Not Verifiable from Repository Alone

  • Encryption at rest for PostgreSQL volumes (depends on cloud/disk/database config outside code).
  • Centralized retention policy enforcement and legal hold process.
  • Automatic immutable log archive policy.

Retention/Deletion Signals in Code (Partial)

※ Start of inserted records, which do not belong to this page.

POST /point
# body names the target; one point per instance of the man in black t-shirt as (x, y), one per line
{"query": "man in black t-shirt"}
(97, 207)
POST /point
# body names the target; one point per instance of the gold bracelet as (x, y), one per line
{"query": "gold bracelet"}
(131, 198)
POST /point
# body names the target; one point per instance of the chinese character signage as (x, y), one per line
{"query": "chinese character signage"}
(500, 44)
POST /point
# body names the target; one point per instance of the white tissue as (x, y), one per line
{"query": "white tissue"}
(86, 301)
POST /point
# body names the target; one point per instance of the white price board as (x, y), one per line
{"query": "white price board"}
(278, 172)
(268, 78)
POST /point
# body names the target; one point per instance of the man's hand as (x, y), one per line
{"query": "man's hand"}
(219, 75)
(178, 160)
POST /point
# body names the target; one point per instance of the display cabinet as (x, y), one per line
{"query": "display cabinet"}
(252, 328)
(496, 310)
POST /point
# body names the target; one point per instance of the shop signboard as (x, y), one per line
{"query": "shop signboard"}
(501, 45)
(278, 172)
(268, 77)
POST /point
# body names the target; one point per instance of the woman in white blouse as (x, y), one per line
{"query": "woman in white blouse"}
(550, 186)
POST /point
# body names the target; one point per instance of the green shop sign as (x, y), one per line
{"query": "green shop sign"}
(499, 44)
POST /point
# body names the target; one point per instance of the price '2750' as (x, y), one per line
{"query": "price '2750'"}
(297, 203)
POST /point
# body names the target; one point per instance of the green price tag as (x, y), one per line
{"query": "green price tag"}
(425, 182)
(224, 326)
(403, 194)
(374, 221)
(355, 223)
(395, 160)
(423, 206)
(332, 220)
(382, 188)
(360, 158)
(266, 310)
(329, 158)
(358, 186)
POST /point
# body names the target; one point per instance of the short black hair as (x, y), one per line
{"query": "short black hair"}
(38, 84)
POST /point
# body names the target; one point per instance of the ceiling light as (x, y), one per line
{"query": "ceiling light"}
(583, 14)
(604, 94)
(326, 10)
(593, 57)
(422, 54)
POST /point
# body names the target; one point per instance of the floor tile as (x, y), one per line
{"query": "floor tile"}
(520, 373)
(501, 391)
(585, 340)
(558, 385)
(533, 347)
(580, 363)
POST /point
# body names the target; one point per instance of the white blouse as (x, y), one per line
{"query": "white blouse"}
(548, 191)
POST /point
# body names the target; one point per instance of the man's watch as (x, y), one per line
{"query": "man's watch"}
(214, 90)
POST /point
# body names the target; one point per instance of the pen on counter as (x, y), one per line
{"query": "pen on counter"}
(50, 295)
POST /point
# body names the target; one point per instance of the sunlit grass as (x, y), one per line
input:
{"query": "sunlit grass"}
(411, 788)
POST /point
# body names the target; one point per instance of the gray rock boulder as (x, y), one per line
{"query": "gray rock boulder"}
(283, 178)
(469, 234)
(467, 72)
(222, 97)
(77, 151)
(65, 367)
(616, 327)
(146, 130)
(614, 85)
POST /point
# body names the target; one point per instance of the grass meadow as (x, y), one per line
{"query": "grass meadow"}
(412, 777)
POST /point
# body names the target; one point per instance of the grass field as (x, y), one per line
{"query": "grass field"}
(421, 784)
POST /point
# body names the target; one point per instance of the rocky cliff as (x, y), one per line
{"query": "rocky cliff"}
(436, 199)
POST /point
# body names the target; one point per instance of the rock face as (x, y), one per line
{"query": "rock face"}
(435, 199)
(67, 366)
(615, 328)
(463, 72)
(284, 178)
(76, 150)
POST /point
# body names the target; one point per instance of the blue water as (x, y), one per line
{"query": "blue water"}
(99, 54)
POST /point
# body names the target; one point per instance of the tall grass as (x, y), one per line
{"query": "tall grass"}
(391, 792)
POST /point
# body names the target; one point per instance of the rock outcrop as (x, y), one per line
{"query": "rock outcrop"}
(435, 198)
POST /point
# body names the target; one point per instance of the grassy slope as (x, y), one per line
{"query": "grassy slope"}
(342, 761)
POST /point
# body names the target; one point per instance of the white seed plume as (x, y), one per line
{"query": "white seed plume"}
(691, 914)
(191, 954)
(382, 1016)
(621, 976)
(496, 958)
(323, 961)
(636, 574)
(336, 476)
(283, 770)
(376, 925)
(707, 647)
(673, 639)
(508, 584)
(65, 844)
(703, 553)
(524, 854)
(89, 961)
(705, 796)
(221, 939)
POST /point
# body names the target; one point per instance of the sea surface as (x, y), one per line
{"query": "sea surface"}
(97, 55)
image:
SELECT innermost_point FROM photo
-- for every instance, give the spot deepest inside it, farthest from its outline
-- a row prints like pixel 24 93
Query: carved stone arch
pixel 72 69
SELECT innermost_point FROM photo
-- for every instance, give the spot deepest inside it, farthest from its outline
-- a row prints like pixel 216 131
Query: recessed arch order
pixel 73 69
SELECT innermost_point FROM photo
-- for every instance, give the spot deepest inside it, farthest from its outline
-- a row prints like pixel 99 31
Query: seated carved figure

  • Cleanup and status update routines exist for some workflows (sessions, workers, call records).
  • No single, centrally enforced retention engine was identified for all sensitive tables.

Gaps / Risks

  1. Plaintext-style secret fields appear persisted for operational use (for example OAuth refresh tokens and account-linked domain API keys), with no field-level encryption wrapper evident in these modules.
  2. Repository includes sample env files with real-looking secret values in domain-chatbot:
    • domain-chatbot/.env.sample
    • domain-chatbot/.env.template
  3. No comprehensive, code-level retention matrix tied to table classes (PII, secrets, telemetry, transcripts).

Recommendations

  1. Introduce application-level envelope encryption for high-sensitivity fields (OAuth refresh tokens, account-linked external API secrets).
  2. Rotate and purge any secrets exposed in committed sample/template env files, and replace with placeholders.
  3. Create a machine-readable retention policy map (table -> data class -> retention period -> deletion method).
  4. Add scheduled deletion/archival jobs with auditable execution logs for sensitive datasets.
  5. Add a data inventory document aligned with compliance scopes (PII, PHI-like fields, credentials, operational metadata).